For equities I remain bullish on Swiss equities and to selected European equities (in both cases with a strong favor for high dividend payers) and will take the current market drop as a buying opportunity in quality equities.
Summary:
- Europe is preparing for the March summit with a clear commitment to increase competitiveness. If the financing issues remain well confined to Greece and Ireland there is a potential to achieve these goals. On a relative basis I find European equities attractive but I would avoid these companies that will be negatively impacted by the substantial rise in commodity prices.
- Will maintain and possibly increase exposure to portfolio protections like precious metals and to some degree crude oil.
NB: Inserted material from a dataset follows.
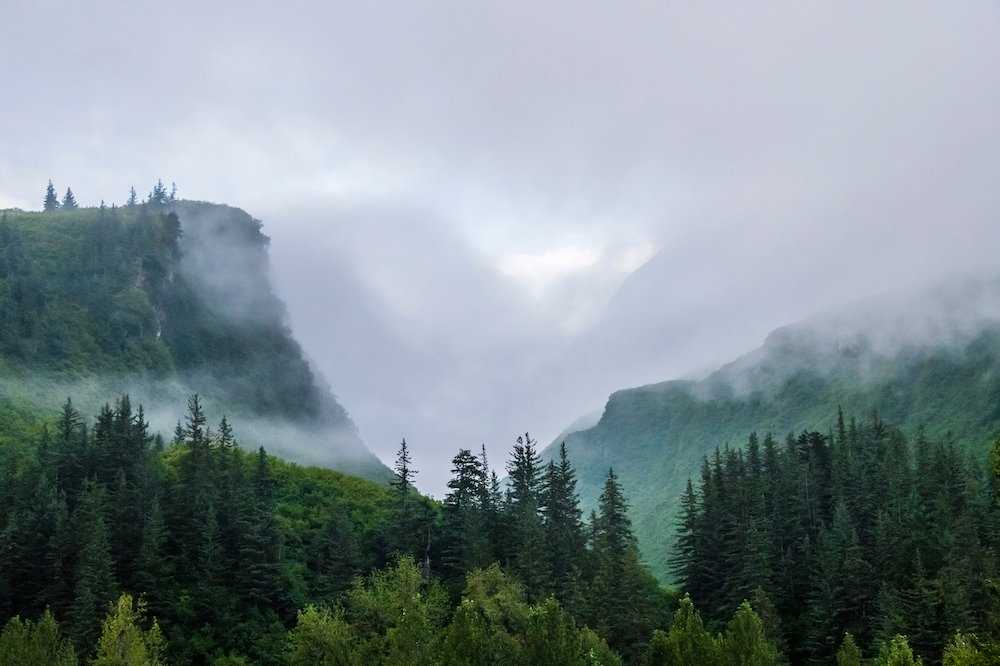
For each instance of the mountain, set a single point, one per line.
(161, 301)
(930, 357)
- Positive on Swiss equities with a good dividend and a business that will not be highly influenced by raise in energy and other commodity prices
Reader Commentary
at 11:13 am
“Improve competitiveness” is a mantra frequently heard in discussions of how countries can increase economic growth. What that slogan actually means is that global corporations want workers in developed countries to agree to wage reductions to levels similar to those in the People’s Republic of China. The unspoken threat is that workers will be driven to accept such reductions inevitably.
Wages in China are actually rising due to the country’s success in extracting manufacturing jobs from the rest of the world. The correct policy that should be pursued by developed countries and China is to have the PRC adjust its labor markets so that Chinese workers’ wages continue to converge with those of workers in developing countries.
Increased standards of living for Chinese workers will mean less of a reduction in standards of living in developed countries. In some industries, Chinese goods are already not competitive with similar goods produced in developed countries due to transportation costs.
Executive management currently colludes with a corrupt PRC system to extract the value of increased productivity throughout the world to increase the wealth of the top 1% of society…the super-rich. Workers throughout the world need to organize to reject the “competitiveness” propaganda and restructure the distribution of wealth more fairly.